Ces dernières emplettes, réalisées par l’intermédiaire de différentes sociétés détenues par Rodolphe Saadé, doivent toutes servir à renforcer le réseau « Villas by Le Yaca », des hébergements de luxe que l’établissement développe un peu partout dans la ville. Certaines de ces propriétés étaient déjà louées et exploitées par l’hôtelier avant que leurs murs ne soient rachetés. C’est le cas de la Villa du Portalet, située rue du Portalet, des deux résidences de la rue Jarlier ou encore de la Villa du Prince de Lignac, rue de la Citadelles, où Rodolphe Saadé vient aussi de déloger une boutique historique de quartier pour y installer une salle de fitness de près de 50 mètres carrés. L’investisseur a aussi ouvert une nouvelle antenne : la Villa des Quatre Vents, rue des Quatre vents, tout juste inaugurée. Un peu plus excentrés, plusieurs appartements achetés au sein d’un immeuble de l’avenue Paul Roussel, derrière la place des Lices, n’ont pas encore de destinations définies… Ces adresses acceuilleront-elles de nouvelles extensions de l’hôtel ? Ou serviront-elles plutôt à loger des saisonniers ? Comme tous les hôteliers, Le Yaca, qui compte une bonne centaine d’employés, cherche des solutions au problème…
Un don de 500 000 euros à la mairie de Saint-Tropez
Une chose est sûre : avec cinq villas et une salle de sport désormais exploitées au sein de ses propres murs, l’hôtel 5 étoiles peut espérer booster son chiffre d’affaires. En juillet, la plus petite villa de la collection Yaca - deux chambres -, se loue environ 3 400 euros la nuitée. A contrario, la plus vaste, équipée de quatre pièces à coucher, est proposée près de 8 000 euros sur la même période. Des offres de villégiature très haut de gamme, qui complètent celle du 5 étoiles (entre 1 000 et 1 600 euros la nuit en juillet pour les chambres premiers prix) et de l’hôtel Le Y, une extension 4 étoiles du Yaca (à partir de 1 000 euros la nuitée).

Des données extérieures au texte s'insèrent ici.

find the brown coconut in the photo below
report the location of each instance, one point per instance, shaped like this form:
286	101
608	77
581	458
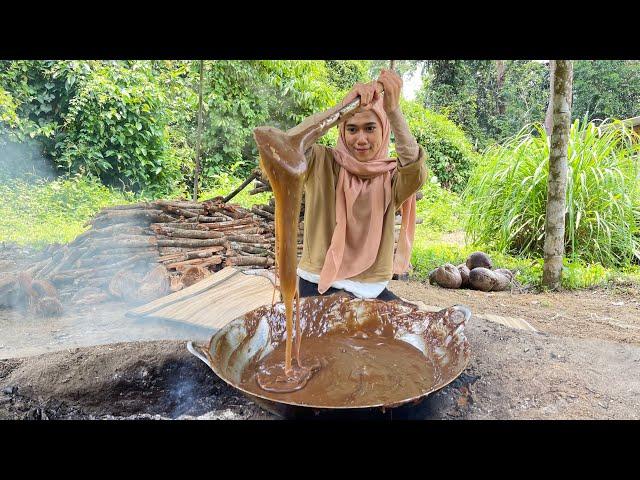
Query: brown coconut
506	272
464	273
503	282
479	259
448	276
483	279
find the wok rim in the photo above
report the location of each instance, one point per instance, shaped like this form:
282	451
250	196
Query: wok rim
422	396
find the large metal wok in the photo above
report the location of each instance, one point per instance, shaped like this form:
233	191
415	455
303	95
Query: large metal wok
438	335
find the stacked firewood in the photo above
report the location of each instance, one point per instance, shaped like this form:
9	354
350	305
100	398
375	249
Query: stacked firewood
142	251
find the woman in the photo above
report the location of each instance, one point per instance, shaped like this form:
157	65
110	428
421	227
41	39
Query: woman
352	193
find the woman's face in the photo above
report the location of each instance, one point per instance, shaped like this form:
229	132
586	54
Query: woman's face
363	135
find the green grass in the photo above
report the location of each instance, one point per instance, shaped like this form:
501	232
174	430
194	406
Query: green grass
37	213
507	191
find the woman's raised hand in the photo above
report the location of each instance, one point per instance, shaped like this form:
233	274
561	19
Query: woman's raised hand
367	93
392	83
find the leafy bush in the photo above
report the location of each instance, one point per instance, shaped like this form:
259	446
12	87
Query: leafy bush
451	155
506	194
441	211
116	129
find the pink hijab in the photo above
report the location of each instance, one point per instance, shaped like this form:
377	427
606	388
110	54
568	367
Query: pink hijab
363	195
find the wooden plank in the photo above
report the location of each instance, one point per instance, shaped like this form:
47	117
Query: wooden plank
213	302
191	291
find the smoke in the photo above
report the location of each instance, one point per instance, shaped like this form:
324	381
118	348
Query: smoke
23	160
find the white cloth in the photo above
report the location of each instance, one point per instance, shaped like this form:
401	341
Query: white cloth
359	289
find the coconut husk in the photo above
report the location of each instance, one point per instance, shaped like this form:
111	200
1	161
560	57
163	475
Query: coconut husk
483	279
448	276
506	272
503	282
479	259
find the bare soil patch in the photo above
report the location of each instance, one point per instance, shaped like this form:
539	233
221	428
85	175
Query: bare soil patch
584	363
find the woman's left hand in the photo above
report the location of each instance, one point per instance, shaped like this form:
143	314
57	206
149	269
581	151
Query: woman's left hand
392	83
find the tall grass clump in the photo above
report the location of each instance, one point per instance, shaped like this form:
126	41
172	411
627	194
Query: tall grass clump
507	191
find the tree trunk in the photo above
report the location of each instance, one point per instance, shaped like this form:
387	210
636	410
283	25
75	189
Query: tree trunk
548	120
198	142
557	181
499	83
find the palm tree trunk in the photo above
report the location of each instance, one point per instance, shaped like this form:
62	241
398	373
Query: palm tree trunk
557	181
196	175
548	119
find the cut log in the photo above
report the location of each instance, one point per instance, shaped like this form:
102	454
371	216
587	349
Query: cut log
249	261
246	238
129	241
262	213
129	216
178	204
131	206
261	189
191	243
179	257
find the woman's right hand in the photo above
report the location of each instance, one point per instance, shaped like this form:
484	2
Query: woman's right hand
367	92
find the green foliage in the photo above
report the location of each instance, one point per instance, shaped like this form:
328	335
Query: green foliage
606	89
524	96
240	96
470	93
441	211
41	213
506	195
344	74
116	129
450	154
225	183
8	115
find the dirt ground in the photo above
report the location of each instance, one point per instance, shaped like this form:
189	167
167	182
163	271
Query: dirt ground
583	363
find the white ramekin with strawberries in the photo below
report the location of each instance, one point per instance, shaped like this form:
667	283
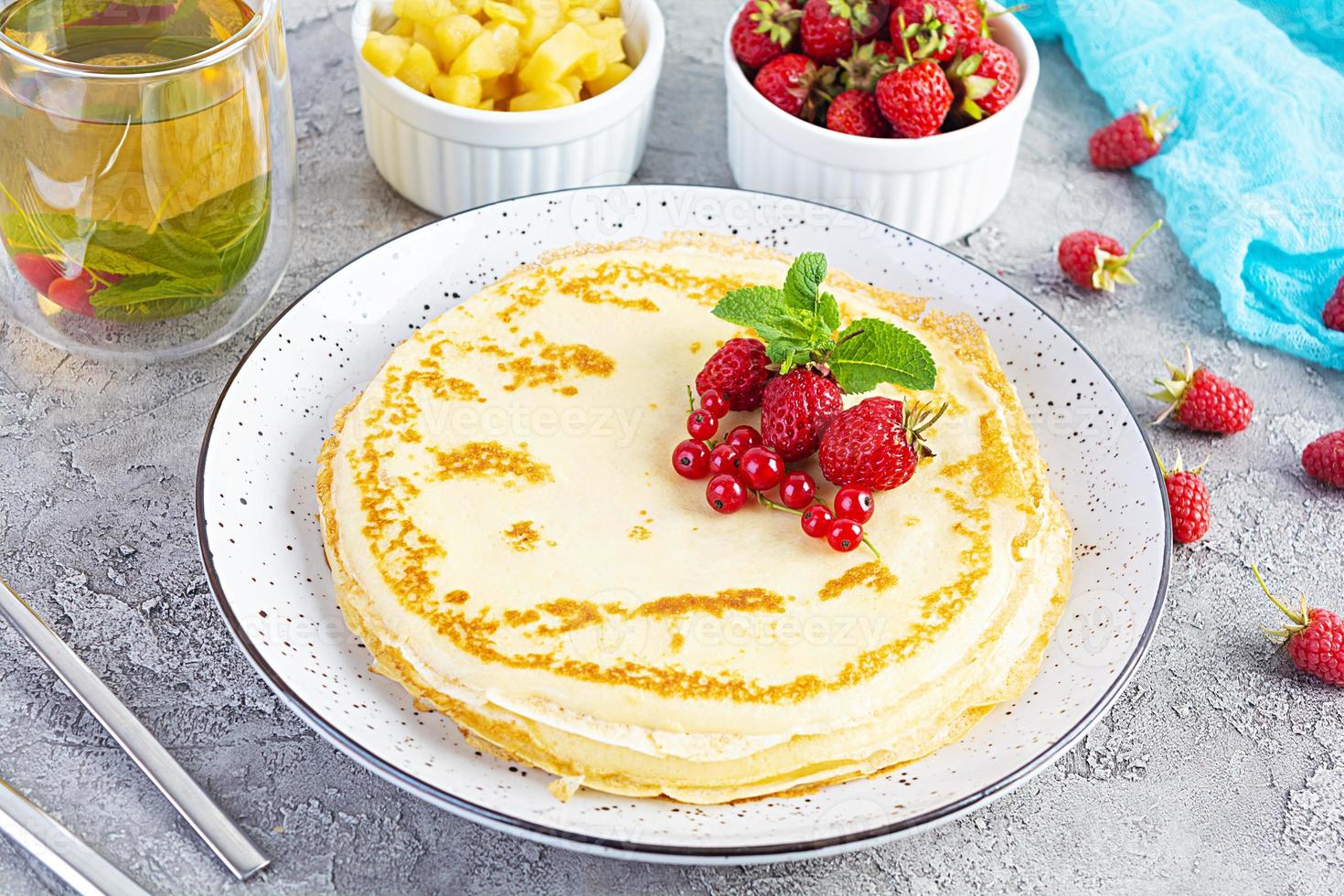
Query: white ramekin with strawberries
831	101
472	101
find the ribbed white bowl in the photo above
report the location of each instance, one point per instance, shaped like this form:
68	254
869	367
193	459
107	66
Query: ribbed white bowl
445	157
940	187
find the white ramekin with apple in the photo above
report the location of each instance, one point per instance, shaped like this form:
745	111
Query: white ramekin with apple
449	132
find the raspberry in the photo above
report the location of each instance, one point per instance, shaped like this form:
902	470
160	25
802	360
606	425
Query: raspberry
1333	314
795	411
1324	458
1189	498
1199	400
1315	638
1131	139
738	369
877	443
1095	261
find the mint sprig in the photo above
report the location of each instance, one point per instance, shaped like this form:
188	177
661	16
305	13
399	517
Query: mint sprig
798	325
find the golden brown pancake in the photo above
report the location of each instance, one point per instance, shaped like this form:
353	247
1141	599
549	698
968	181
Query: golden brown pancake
507	536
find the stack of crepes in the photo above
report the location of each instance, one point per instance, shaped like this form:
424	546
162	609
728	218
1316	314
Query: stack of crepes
509	540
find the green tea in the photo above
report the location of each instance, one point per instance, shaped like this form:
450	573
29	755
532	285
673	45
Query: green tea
132	199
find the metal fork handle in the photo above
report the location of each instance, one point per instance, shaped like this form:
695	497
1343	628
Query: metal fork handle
71	859
214	827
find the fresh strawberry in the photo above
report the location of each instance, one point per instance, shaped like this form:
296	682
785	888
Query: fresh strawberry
1324	458
855	112
930	28
877	443
795	410
1333	314
763	30
972	16
795	83
915	100
37	271
740	371
1189	498
1095	261
831	28
984	77
1131	139
866	65
1313	638
1199	400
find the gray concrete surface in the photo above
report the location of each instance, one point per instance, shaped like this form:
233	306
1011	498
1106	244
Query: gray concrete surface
1218	772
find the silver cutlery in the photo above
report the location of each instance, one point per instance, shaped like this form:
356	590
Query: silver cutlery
73	860
214	827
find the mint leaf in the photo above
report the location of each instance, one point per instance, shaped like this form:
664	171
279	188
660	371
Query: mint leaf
829	312
768	312
748	306
798	321
871	351
803	283
186	263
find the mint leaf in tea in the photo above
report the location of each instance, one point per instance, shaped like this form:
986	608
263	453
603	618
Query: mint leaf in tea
132	199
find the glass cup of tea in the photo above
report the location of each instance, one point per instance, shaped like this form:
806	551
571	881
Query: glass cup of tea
146	171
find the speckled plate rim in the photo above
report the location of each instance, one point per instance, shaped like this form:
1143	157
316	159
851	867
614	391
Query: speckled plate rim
815	848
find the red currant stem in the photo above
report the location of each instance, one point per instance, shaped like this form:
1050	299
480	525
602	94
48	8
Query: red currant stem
774	506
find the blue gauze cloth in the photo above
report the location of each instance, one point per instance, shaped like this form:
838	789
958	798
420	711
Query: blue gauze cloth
1254	174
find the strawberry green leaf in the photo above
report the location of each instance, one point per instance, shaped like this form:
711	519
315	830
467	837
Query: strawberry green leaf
788	354
871	351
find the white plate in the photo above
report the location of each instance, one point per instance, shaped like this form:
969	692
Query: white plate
256	509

Et pour les pros de l’immobilier local, aucun doute, le milliardaire n’arrêtera pas là son expansion. Bien sûr, la concurrence est rude : les agents enregistrent actuellement dix demandes d’investisseurs par mois pour des établissements en centre-ville. Mais les règles d’urbanisme local sont plutôt favorables à l’armateur. « Il y a quelques années, la mairie de Saint-Tropez a interdit les ouvertures de tout nouvel établissement en ville, explique un expert de l’hôtellerie local. La seule possibilité pour s’y développer est d’y posséder un premier ancrage, ce qui correspond tout à fait à la situation de Rodolphe Saadé. »
Pour ne rien gâcher, l’homme d’affaires sait y faire avec la mairie de Saint-Trop. Fin 2024, avant même de convoiter Le Yaca, le groupe CMA CGM s’était montré particulièrement généreux avec la commune en proposant un don de 500 000 euros pour financer son nouveau centre culturel la Renaissance, place des Lices. Cette subvention, approuvée en conseil municipal, vise précisément à soutenir la création d’une salle de spectacle de 260 places et d’un cinéma d’une capacité de 160 places. Un vaste chantier, à 7,6 millions d’euros, dont l’ouverture est envisagée pour le premier trimestre 2028.
Contactée, la direction de l’hôtel n’a pas répondu à nos sollicitations. Pas plus que la holding familiale Merit France investissements de Rodolphe Saadé qui avait acquis l’établissement fin 2024.